Alameda Research owes various unsecured DeFi lenders almost $13M. While a relatively small figure, it accounts for about 7% of $176.8M in total value locked for those protocols. Major players in the space like TrueFi, dAMM Finance and Clearpool have all seen their TVL drop by over 40% in the last week — TrueFi led the way down, with its TVL dropping 71% to $12.4M.
Alameda Research, which is one of the 130-plus entities under the FTX group that filed for chapter 11 bankruptcy Friday, owes Apollo Capital, an investment firm, $3M. It also owes Compound Capital Markets, another investment fund, $2.5M. Clearpool, a platform which enables loans to institutions, facilitated both loans.
Alameda also owes $7.3M on two loans via TrueFi. The loans’ maturity date is Dec. 20.
Maple Escapes Disaster
Maple Finance, a platform similar to Clearpool, appears to have escaped disaster, with its delegates, who manage the lending pools, closing all loans to Alameda in September, according to a post from the company.
At one point, Alameda borrowed a total of $288M through Maple, Charlotte Dodds, marketing lead at the company, told The Defiant.
Maple is by far the largest project in the unsecured lending category with $135.7M in TVL.
Orthogonal Capital, which used Maple to lend to Alameda, said it terminated its relationship with the firm, citing declining asset quality, and unclear capital policy, among other concerns.
Alameda owes $10B to FTX, according to The Wall Street Journal. So the known $12.8M is a relatively small amount.
DeFi Llama founder, 0xngmi, cited a lack of confidence in lending to market makers as the reason for the drop in TVL.
More Bad Debt
Adam Cochran, well-known contributor to Yearn Finance and Synthetix, thinks there may be as yet undiscovered bad debt in the unsecured lending space.
“I’ve got to imagine undercollateralized lending took a big hit here,” he tweeted in response to 0xngmi. “So many pool owners came out and touted no FTX exposure, but had large TVL drops.”
Still, based on the current information available, Blake West, co-founder of the credit protocol Goldfinch, which like Maple, Clearpool, and others, make off-chain loans using users’ deposits, was encouraged by the status of the unsecured lending space in the wake of the FTX fallout.
Could Have Been Worse
“When this news broke, I was concerned that perhaps there would be major issues surfacing some of those other protocols,” he told The Defiant. “I thought it could have been a lot worse, but it seems like it’s been relatively light.”
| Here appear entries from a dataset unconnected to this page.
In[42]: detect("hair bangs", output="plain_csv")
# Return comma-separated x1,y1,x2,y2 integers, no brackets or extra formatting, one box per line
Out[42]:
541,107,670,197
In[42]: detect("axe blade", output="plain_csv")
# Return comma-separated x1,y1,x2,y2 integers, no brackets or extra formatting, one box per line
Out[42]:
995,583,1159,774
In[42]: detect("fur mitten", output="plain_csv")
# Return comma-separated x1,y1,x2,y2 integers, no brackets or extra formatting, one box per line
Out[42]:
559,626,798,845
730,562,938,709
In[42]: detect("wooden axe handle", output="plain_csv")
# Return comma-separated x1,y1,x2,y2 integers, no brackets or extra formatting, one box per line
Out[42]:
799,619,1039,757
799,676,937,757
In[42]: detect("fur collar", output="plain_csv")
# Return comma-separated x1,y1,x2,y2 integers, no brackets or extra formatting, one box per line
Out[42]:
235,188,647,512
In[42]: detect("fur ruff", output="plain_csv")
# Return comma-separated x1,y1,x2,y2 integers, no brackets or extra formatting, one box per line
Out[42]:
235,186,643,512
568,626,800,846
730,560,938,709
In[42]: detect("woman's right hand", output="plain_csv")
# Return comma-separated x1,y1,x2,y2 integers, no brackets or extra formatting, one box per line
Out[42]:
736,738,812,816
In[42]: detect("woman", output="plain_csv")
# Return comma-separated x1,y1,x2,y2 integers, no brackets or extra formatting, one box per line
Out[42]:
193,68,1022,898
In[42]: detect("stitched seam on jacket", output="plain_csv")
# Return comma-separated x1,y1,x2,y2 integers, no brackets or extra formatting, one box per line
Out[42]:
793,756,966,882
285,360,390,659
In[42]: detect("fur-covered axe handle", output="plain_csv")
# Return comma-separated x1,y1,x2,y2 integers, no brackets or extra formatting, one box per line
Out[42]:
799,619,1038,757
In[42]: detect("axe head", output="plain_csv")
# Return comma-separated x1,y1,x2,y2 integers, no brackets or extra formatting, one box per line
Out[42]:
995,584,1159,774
Of course, as Cochran alluded to, it’s not yet clear who exactly FTX and Alameda owe money to. Some is owed to users of the FTX platform and some is owed to Alameda’s counterparties.
Unlike collateralized and on-chain lending platforms like Aave and Compound where users have to back assets they borrow, unsecured lenders rely on borrowers’ credit rating and reputation. Lenders are willing to take on that risk because they know who they’re lending funds to, unlike in collateralized lending platforms where they would deposit funds into a liquidity pool.
West thinks the on-chain aspect of unsecured lending protocols may have been responsible for shielding the subsector so far.
“You gotta say that more than like a Galaxy or a BlockFi or anything like that, who [are[ also lending to market makers, traders, the DeFi protocols, their loans are there,” West told The Defiant. “You can see who’s borrowing and what the terms are, and when the payments are supposed to come back and whether they are coming back.”
West added that he thinks more of borrowers’ actions will happen on-chain in the future as more parties accept stablecoins.
“If anything, this makes me more bullish that we need more DeFi, not less and we need to get more of the flows on-chain,” West said, echoing a sentiment voiced by many in the open finance community.